Mega Man 2 is another game that any self-respecting NES enthusiast would call a classic. Actually, that really stands for the entirety of the 8-bit Mega Man series, which comprises 6 main games on NES, so why choose number 2 specifically? There’s little question that it’s the most popular of the bunch, but that’s completely unrelated. You see, while it doesn’t have the privilege of being the first in the series and lacks the technical advances present in the later games like Mega Man 6, I personally believe that it is the one that made the series what it is.


The original Mega Man set the basic gameplay elements, but it also had several features which are pretty much unique to it; for instance, a point counter that rewards you for defeating enemies, simple collectibles and tools that can be acquired within stages. Mega Man 2, on the other hand, dispensed with all of those while adding Energy Tanks and 8 Robot Masters, both of which then became common throughout the series. Simply said, it streamlined the original concept and became the standard.

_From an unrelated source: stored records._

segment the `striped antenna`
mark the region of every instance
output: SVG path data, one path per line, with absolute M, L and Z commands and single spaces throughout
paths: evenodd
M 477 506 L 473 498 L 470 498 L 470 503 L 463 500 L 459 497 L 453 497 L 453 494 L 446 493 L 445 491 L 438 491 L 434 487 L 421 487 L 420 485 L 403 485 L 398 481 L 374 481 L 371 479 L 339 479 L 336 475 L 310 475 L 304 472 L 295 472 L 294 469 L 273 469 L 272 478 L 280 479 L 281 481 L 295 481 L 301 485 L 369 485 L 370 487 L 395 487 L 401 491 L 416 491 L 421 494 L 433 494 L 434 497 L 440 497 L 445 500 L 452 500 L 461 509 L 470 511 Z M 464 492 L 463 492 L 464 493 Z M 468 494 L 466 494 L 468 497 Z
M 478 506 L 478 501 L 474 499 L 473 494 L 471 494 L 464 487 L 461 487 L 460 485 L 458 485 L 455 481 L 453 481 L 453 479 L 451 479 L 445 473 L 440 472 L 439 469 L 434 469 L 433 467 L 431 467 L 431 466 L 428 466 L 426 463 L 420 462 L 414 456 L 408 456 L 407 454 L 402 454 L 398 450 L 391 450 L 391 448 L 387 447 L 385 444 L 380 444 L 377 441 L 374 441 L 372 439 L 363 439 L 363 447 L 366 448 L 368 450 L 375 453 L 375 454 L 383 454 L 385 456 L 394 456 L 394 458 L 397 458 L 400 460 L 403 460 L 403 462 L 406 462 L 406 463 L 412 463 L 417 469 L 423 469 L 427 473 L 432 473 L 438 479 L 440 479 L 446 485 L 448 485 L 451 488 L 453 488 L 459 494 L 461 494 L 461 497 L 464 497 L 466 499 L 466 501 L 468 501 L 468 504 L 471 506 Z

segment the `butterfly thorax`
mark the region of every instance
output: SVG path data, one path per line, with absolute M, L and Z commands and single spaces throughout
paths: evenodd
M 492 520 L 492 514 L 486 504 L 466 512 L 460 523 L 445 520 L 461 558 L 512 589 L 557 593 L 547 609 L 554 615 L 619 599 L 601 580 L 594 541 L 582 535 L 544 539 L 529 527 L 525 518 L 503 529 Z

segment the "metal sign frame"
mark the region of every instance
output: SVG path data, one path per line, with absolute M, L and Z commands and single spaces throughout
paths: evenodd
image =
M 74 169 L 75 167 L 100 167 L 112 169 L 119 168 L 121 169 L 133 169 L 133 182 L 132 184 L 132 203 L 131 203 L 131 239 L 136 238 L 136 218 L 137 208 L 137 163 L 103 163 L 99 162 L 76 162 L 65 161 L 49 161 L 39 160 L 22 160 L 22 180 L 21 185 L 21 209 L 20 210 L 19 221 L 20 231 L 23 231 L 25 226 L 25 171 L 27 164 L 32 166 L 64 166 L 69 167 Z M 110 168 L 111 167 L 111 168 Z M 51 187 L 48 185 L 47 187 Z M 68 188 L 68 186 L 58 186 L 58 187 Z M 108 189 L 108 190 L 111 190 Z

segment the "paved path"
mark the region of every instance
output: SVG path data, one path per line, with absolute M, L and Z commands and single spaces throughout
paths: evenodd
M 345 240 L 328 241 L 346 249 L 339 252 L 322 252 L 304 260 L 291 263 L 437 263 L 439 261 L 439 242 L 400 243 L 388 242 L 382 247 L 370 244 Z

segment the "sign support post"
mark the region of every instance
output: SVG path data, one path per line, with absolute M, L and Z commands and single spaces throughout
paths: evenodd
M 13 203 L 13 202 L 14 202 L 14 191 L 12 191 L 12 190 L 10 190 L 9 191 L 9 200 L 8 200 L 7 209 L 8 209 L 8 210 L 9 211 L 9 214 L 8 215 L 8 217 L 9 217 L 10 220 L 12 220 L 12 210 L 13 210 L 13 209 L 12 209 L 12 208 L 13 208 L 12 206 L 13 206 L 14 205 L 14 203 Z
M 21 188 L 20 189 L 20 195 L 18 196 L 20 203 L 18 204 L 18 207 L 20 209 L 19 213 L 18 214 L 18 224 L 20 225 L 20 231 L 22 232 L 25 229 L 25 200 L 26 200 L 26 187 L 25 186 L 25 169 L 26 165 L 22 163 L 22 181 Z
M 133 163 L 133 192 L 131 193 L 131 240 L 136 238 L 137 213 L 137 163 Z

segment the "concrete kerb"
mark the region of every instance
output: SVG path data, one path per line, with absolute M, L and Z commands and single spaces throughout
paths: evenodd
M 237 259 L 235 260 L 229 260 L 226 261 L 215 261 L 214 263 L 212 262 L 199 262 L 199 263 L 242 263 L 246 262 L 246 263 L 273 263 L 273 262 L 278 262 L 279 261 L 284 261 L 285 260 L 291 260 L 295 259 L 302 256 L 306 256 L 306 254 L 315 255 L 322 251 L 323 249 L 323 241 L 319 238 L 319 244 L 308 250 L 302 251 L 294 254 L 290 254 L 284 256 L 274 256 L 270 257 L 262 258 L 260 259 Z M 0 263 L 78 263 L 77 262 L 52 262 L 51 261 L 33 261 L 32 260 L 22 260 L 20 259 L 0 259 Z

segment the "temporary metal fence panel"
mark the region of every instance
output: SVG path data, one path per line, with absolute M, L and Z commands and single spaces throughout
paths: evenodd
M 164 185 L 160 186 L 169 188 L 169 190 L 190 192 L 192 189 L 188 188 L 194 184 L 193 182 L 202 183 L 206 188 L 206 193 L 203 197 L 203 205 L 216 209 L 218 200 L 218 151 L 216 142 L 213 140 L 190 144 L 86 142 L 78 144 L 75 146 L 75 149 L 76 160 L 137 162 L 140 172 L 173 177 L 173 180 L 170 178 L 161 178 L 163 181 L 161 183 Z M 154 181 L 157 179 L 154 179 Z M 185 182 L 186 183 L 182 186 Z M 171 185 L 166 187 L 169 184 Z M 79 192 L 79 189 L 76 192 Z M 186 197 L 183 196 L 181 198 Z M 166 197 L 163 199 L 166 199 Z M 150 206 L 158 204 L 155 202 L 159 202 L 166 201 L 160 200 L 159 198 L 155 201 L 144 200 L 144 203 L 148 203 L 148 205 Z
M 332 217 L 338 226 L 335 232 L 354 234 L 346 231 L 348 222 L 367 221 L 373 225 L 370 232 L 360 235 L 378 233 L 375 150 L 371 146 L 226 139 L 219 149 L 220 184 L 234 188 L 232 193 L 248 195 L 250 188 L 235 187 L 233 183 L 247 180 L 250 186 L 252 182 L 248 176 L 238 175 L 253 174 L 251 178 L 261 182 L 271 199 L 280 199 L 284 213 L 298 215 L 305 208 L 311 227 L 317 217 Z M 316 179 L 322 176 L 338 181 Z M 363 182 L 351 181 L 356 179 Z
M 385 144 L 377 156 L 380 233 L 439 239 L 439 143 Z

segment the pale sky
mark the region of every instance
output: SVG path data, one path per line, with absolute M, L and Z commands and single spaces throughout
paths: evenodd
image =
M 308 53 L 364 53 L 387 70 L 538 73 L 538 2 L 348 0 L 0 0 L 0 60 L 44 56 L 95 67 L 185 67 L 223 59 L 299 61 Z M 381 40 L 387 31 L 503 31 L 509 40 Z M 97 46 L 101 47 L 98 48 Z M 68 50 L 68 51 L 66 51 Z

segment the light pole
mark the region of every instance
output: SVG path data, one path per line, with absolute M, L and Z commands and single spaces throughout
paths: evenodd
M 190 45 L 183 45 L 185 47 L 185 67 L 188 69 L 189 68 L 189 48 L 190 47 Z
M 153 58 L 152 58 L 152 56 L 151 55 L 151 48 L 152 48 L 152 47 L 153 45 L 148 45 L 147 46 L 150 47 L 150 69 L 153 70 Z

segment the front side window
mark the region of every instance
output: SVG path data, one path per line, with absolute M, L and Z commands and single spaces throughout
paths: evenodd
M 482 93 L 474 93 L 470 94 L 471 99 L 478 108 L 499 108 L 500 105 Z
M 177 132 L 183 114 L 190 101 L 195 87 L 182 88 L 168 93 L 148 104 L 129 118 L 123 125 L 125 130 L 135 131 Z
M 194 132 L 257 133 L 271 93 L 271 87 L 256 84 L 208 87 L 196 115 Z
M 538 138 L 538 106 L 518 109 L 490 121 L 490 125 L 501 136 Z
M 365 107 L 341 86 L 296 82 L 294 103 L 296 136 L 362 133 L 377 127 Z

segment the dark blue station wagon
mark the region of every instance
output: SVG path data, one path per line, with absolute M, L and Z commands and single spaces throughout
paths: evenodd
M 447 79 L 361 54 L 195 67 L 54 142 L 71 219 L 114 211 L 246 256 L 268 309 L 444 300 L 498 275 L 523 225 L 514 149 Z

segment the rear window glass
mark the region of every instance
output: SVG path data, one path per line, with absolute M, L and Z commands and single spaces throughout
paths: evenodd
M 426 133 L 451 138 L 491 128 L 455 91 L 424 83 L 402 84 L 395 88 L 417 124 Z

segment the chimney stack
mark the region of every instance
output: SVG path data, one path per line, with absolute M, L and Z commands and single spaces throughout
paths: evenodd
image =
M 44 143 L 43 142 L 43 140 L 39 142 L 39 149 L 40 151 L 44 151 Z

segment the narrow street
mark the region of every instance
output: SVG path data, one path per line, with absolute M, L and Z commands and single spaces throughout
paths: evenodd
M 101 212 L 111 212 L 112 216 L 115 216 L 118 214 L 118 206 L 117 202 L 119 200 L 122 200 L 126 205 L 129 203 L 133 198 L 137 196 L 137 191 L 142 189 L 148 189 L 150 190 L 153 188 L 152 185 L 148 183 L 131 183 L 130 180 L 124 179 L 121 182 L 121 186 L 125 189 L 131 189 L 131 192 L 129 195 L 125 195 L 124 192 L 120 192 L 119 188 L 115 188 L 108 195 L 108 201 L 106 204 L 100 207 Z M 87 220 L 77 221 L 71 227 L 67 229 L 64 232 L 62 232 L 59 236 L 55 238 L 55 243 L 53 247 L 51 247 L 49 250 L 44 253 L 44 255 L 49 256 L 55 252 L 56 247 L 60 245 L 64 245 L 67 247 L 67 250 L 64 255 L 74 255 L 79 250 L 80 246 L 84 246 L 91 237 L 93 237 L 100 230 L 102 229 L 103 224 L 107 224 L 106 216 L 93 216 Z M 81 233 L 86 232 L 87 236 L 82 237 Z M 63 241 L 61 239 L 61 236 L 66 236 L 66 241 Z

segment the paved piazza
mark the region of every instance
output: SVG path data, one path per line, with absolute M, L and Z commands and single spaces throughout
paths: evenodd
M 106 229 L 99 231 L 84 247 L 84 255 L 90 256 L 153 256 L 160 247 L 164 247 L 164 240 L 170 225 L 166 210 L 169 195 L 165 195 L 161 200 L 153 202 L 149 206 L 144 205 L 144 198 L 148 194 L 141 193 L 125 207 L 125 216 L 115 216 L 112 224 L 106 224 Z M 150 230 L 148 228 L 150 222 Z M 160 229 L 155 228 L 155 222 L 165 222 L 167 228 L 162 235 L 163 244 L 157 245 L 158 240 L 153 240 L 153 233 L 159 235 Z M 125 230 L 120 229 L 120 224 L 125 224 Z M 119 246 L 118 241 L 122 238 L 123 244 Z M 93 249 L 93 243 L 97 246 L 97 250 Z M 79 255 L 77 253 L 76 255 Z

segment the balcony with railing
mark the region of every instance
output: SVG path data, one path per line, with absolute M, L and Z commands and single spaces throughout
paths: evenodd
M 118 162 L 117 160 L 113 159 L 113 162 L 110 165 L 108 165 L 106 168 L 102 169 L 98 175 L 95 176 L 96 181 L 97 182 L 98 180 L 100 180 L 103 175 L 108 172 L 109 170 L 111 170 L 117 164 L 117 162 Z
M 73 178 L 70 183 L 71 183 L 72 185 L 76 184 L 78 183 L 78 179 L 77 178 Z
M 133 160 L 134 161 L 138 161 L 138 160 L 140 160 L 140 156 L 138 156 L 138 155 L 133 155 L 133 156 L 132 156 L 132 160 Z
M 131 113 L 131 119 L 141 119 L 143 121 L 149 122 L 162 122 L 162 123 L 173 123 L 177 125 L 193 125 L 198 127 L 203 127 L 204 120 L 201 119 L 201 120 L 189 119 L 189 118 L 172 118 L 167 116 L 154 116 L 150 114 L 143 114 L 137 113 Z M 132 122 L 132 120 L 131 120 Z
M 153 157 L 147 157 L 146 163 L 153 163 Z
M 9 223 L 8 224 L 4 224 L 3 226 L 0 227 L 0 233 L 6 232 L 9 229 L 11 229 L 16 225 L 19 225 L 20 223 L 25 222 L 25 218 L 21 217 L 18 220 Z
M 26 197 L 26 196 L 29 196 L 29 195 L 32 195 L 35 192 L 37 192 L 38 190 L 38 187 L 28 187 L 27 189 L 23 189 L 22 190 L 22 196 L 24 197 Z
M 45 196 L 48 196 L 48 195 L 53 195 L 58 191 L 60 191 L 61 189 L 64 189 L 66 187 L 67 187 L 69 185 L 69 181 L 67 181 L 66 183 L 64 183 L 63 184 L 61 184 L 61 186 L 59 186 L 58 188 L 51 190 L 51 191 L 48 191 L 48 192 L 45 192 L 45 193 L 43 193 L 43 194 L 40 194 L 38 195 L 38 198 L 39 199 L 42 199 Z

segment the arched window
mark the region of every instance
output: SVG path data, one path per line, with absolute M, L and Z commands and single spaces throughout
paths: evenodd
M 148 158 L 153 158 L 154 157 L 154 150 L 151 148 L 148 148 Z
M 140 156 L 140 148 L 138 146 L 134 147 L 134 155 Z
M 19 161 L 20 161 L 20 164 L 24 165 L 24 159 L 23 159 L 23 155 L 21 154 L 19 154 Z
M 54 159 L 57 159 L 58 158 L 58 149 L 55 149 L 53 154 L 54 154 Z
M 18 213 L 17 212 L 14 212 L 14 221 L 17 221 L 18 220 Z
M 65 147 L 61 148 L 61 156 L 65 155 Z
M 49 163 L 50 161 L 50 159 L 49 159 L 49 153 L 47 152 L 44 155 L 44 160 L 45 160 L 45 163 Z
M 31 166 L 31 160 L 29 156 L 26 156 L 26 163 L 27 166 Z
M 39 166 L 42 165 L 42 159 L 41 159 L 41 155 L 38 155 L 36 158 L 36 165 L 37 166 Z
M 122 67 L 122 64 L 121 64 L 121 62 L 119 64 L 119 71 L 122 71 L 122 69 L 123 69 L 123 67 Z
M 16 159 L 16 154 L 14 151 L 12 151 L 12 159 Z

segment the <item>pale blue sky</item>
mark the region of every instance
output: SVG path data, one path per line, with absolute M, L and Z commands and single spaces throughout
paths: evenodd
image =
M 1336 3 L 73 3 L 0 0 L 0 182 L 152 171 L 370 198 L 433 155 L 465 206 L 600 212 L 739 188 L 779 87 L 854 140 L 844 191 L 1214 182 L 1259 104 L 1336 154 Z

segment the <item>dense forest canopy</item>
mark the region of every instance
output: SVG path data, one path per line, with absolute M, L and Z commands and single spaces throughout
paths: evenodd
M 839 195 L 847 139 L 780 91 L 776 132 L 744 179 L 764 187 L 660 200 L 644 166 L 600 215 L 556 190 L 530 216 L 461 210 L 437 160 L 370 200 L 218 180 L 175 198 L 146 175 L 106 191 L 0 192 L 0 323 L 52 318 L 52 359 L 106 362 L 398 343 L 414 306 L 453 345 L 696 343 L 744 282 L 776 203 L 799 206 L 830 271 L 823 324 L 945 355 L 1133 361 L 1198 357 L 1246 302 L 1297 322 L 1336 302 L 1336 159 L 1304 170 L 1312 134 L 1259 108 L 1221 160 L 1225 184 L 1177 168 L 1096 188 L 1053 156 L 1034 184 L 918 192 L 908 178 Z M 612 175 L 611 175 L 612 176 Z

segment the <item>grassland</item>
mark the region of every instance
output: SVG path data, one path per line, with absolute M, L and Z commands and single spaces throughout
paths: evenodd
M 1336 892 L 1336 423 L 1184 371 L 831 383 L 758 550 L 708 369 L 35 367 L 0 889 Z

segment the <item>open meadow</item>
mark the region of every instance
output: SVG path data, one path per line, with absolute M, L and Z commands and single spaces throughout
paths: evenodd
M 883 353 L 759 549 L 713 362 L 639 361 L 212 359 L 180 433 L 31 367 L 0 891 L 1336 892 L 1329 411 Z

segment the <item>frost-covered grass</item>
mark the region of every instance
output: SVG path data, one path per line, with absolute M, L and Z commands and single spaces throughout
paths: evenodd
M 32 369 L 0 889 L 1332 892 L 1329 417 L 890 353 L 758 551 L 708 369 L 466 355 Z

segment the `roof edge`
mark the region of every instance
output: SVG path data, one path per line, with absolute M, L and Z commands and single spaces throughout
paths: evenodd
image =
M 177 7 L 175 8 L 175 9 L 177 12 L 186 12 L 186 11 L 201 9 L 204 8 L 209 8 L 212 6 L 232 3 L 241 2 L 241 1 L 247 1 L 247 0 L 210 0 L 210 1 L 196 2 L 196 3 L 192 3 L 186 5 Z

As far as gameplay goes, Mega Man 2 is a simple platformer at its core, not unlike Super Mario Bros.; you make your way through themed levels, going from point A to point B and making use of precise jumping skills. However, the titular character is equipped with an arm cannon, throwing in a shoot ‘em up element and allowing you to deal with enemies instead of avoiding them. Another feature that was pretty unique at the time was the ability to select which stage you wanted to play next through a menu that shows up after starting a new game.


Far from a simple cosmetic feature, the level selection menu allows players to make strategic choices in how they want to tackle the game. Some people are just better at certain stages or at dealing with some Robot Masters, and since Mega Man starts out ill-equipped, it makes sense to start with whatever stage you feel you can go through more easily. Speaking of the Robot Masters, they also add another major element of strategy.


Arguably the highlight of Mega Man 2 are duels with bosses, called Robot Masters, and its weapon acquisition system. Bosses can be pretty challenging and each one has patterns that it follows, however, each one also rewards you with a new weapon when they are defeated. Said weapons can then be used to fight enemies or to access secret areas, but more importantly, they are the keys to defeating Robot Masters more easily; just as they give you their powers, they are also each weak to at least one weapon. In essence, while a player can certainly play through the game and battle bosses with their Mega Buster arm cannon, it’s also possible to abuse their weaknesses by plotting a playing order for the stages. For example, obtaining Metal-Blades from Metal Man (pictured above) allows players to make short work of the projectile spamming Wood Man (pictured below).


Graphically speaking, Mega Man 2 looks gorgeous for an NES game; Capcom has made great use of tricks to allow more colors per character and create larger bosses than the NES hardware would normally allow. Levels, including their backgrounds, are detailed and rotating palettes are used expertly to give Mega Man a different costume for each weapon equipped and to create the illusion of flowing lava and water jets among other things. As nice as the game looks though, its music really steals the show; the soundtrack is incredibly catchy and features some of the most recognizable songs to ever be put into a video game, like the excellent Wily’s Castle 1.


Admittedly, there isn’t much for story, or at least for a real story; it’s pretty much on the same level as the Super Mario series on that field. Bowser kidnaps the princess and Mario must save her, while in this series, the nefarious Dr. Wily sends his robots to attack the world and Mega Man must defeat them. I will mention however that I feel deceived by Capcom… Mega Man 2′s introduction states that the game takes place in 200X, which I assume means some time between 2000 and 2009, but we’re now in late 2010 and none of that cool stuff has happened! I want an arm cannon!


Mega Man 2 is an excellent game in every sense of the word and one of the best additions to the NES’s library. You simply must check it out if you like platformers at all, and should you like it, give the other Mega Man games on NES a try!